Mir hat über die Zeit geholfen, mir immer wieder zu sagen, das dies "nur" Gefühle sind. Das die da sein dürfen, mir nichts tun und es irgandwann wieder milder wird. Außerdem war es wichtig, mir immer wieder bewußt zu machen, das es mir so geht weil ich lange gesoffen habe und nicht, wie mir meine Sucht des öfteren weiß zu machen versuchte, weil jetzt der Alkohol fehlte.
Schlafen konnte ich auch nicht richtig, hat sich alles von allein gegeben.
Aushalten, Geduld, Zulassen, Gelassenheit. Alles Fähigkeiten, die uns süchtigen erstmal nicht so nah sind, die wir aber mit der Zeit lernen können und müssen.
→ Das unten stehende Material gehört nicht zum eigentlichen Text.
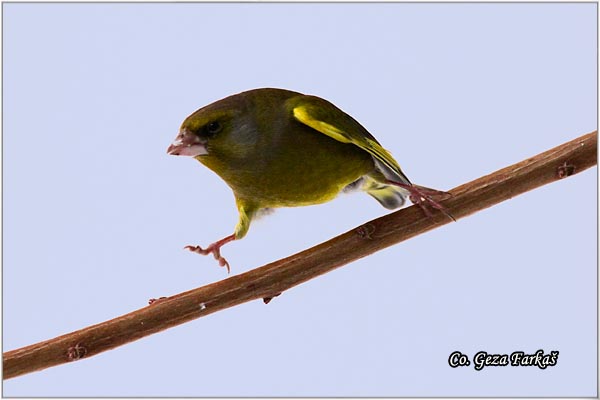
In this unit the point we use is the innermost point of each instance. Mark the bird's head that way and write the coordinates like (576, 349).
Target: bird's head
(222, 130)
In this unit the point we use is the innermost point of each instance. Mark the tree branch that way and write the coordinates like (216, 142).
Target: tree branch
(276, 277)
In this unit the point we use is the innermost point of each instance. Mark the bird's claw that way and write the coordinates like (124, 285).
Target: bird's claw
(215, 249)
(424, 197)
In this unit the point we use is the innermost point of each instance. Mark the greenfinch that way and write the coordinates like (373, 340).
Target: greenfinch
(279, 148)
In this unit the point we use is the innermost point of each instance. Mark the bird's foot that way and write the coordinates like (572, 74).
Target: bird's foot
(215, 249)
(425, 197)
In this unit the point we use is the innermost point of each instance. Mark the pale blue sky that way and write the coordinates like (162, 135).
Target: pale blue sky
(96, 213)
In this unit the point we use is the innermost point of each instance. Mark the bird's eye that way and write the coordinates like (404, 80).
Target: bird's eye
(213, 128)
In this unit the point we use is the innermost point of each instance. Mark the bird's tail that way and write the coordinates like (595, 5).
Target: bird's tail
(389, 196)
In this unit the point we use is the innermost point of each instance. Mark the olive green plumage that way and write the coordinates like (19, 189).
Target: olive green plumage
(278, 148)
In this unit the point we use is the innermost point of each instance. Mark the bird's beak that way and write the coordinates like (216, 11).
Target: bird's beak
(187, 144)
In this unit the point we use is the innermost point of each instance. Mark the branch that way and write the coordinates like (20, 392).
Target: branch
(270, 280)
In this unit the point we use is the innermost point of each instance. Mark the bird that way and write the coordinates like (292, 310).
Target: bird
(280, 148)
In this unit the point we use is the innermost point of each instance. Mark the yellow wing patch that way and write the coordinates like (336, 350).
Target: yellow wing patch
(302, 114)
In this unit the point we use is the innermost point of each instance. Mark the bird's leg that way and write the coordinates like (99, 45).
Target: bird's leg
(424, 197)
(215, 249)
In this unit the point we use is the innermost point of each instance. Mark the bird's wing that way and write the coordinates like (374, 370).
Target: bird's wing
(326, 118)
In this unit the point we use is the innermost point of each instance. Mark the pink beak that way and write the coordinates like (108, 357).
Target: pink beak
(187, 144)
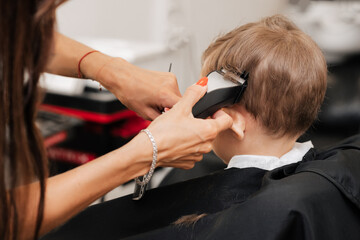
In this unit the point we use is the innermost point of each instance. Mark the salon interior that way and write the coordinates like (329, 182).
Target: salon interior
(81, 122)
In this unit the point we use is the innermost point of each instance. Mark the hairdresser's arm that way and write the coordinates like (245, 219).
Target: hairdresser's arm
(146, 92)
(181, 141)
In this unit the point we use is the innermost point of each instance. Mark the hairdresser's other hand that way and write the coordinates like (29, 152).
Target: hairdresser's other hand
(144, 91)
(183, 139)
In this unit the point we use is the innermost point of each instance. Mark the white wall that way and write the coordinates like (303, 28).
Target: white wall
(183, 27)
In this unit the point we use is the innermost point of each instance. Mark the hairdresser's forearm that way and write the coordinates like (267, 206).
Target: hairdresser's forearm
(66, 54)
(69, 193)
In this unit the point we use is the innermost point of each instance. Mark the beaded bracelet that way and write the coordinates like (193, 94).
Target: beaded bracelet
(140, 184)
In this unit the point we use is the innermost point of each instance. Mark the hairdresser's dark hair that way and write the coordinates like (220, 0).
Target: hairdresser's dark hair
(26, 33)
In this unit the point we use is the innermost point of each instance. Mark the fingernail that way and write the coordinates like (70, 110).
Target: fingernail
(202, 82)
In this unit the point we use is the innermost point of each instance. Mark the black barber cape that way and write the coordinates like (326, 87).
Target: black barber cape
(317, 198)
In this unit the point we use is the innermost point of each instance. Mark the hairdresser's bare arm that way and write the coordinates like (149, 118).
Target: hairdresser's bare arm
(181, 141)
(146, 92)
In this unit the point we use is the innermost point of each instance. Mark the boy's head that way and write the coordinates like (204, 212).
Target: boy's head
(287, 73)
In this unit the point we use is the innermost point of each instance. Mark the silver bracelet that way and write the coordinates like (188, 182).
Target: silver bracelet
(140, 184)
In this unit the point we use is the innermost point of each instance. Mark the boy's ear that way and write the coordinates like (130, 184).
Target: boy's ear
(239, 122)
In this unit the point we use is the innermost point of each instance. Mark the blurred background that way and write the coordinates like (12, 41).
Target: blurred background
(81, 123)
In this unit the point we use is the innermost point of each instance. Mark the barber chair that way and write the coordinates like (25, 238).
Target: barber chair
(317, 198)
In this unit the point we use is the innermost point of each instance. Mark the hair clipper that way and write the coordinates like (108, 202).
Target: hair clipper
(220, 93)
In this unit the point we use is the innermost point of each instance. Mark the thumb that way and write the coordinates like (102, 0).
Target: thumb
(192, 96)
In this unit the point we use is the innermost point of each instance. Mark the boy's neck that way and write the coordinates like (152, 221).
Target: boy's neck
(265, 145)
(258, 144)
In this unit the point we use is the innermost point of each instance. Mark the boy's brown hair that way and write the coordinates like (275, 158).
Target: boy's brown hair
(287, 72)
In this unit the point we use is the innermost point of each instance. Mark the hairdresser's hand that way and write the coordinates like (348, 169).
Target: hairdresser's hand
(146, 92)
(183, 139)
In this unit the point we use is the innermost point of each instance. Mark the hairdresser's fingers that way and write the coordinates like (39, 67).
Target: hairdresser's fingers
(150, 114)
(182, 164)
(191, 96)
(169, 100)
(221, 120)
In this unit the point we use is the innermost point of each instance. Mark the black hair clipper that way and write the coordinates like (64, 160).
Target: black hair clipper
(220, 93)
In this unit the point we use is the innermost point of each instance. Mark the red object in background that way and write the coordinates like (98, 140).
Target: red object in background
(89, 116)
(70, 156)
(54, 139)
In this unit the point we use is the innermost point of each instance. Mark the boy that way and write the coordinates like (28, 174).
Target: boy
(273, 188)
(286, 86)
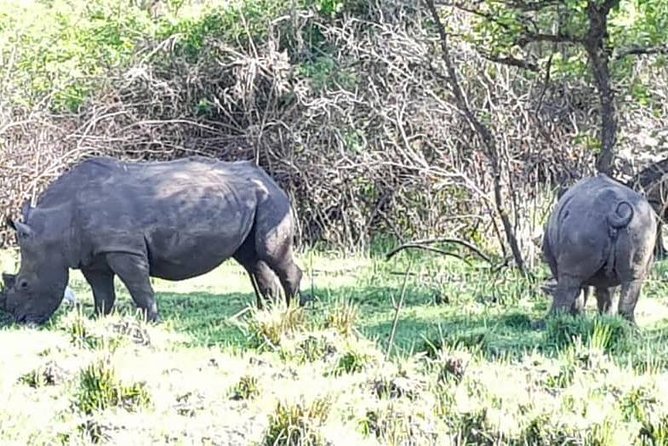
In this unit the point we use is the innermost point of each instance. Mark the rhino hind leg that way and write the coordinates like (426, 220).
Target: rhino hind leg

Nur für heute, ein Tag nach dem anderen, ob nun nicht saufen oder fühlen oder was auch immer.
Atmen nicht vergessen!
Liebe Grüße Uta
"Großer Gott, laß meine Seele zur Reife kommen, ehe sie geerntet wird!"Selma Lagerlöf
in meiner letzten saufphase ging es mir nur noch schlecht. die katerstimmung und wirren wodkagedanken haben mich fast in den wahnsinn getrieben. ich empfand daher die erste abstinenzzeit als segen. mir schien jede nüchterne stimmungslage noch besser, als mein befinden zu trinkzeiten. die einzige sorge war, ob ich es diesmal schaffe. aber darauf habe ich meinen ganzen focus gerichtet. alles andere schob ich erstmal weit von mir. hauptsache nüchtern. nach ca 4-6 wochen stellten sich sogar hoch und glücksgefühle ein. denn so lange hatte ich noch nie durchgehalten. es lohnt sich, die gefühle auszuhalten. das muss die seele erstmal wieder lernen. das aushalten hatte ja jahrzehnte lang der alkohol übernommen.
Zitat von Ilo132 im Beitrag #11 ... bis die Seele es lernt Gefühle auszuhalten.
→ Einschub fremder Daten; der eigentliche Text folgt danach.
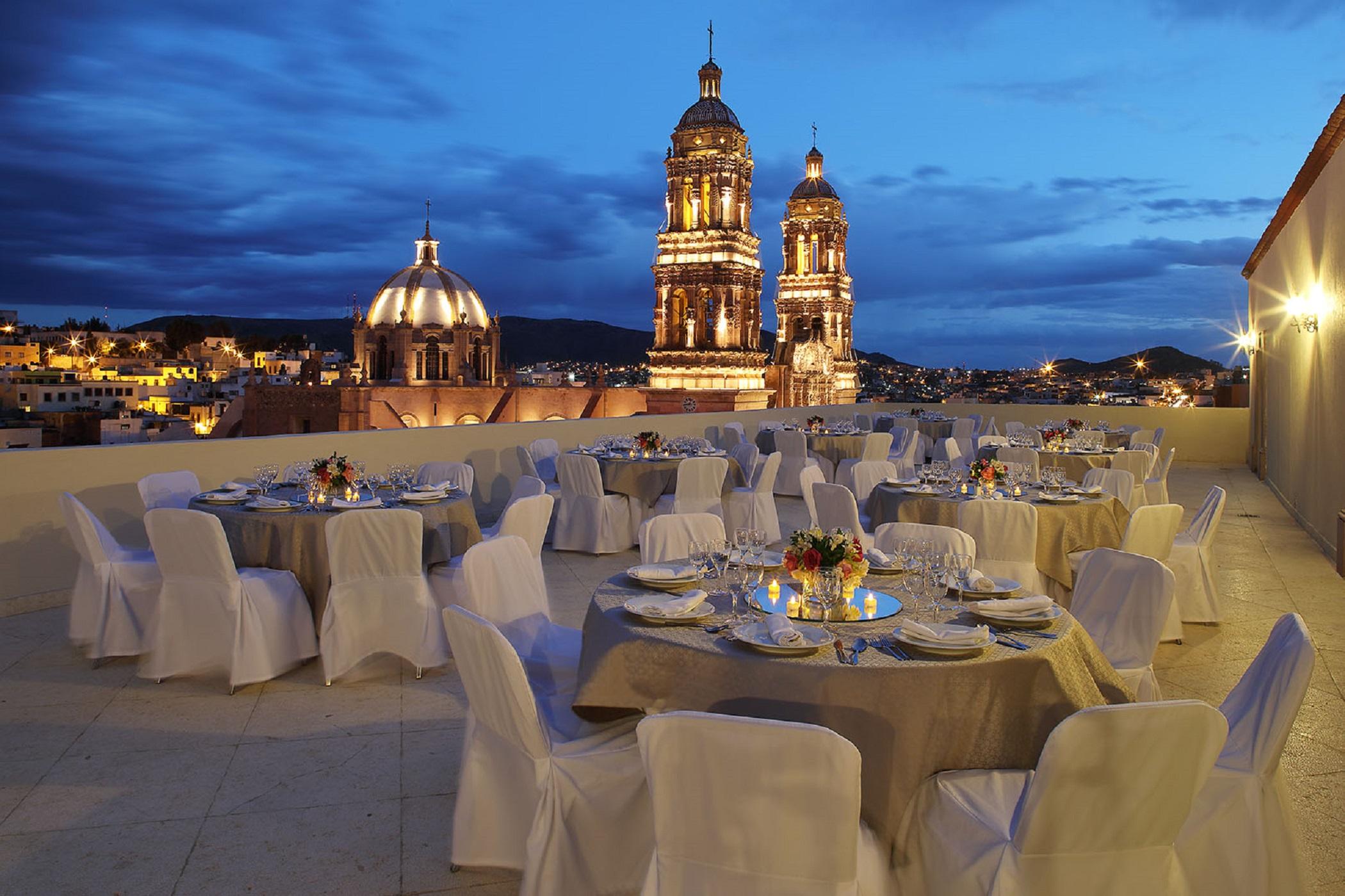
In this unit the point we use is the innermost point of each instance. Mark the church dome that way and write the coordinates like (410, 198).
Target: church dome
(429, 293)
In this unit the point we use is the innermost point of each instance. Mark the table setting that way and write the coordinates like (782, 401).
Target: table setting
(974, 678)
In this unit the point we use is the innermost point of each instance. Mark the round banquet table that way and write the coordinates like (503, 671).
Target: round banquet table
(1093, 523)
(654, 478)
(833, 447)
(298, 541)
(1077, 464)
(908, 719)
..das ist wohl auch der Punkt, der zum Alkkohol geführt hat. Das man Gefühle nicht zulassen wollte, verdrengen; dass man sich diese Gefühle zu sehr zu Herzen genommen hat.
oh ja - du sprichst mir aus der seele. während es bis ende der vergangenen woche ruhiger lief, ging es auf der gefühlsachterbahn in den vergangenen beiden tagen wieder mal ganz tief runter. heute in der gruppe konnte ich kein einziges wort sagen, war wie eingefroren. nachher hat mich die gruppenleiterin gefragt, ob ich noch mit ihr reden will. ich brach in tränen aus. ich fühle mich verzweifelt, als versagerin und habe das gefühl, es wird nie mehr besser. mir wird langsam klar, welche menge an gefühlen ich mit hilfe des alkohols unterdrückt habe. aber: ich bin immer noch trocken. unglücklich, aber trocken. und das bleibe ich auch. jetzt erst recht!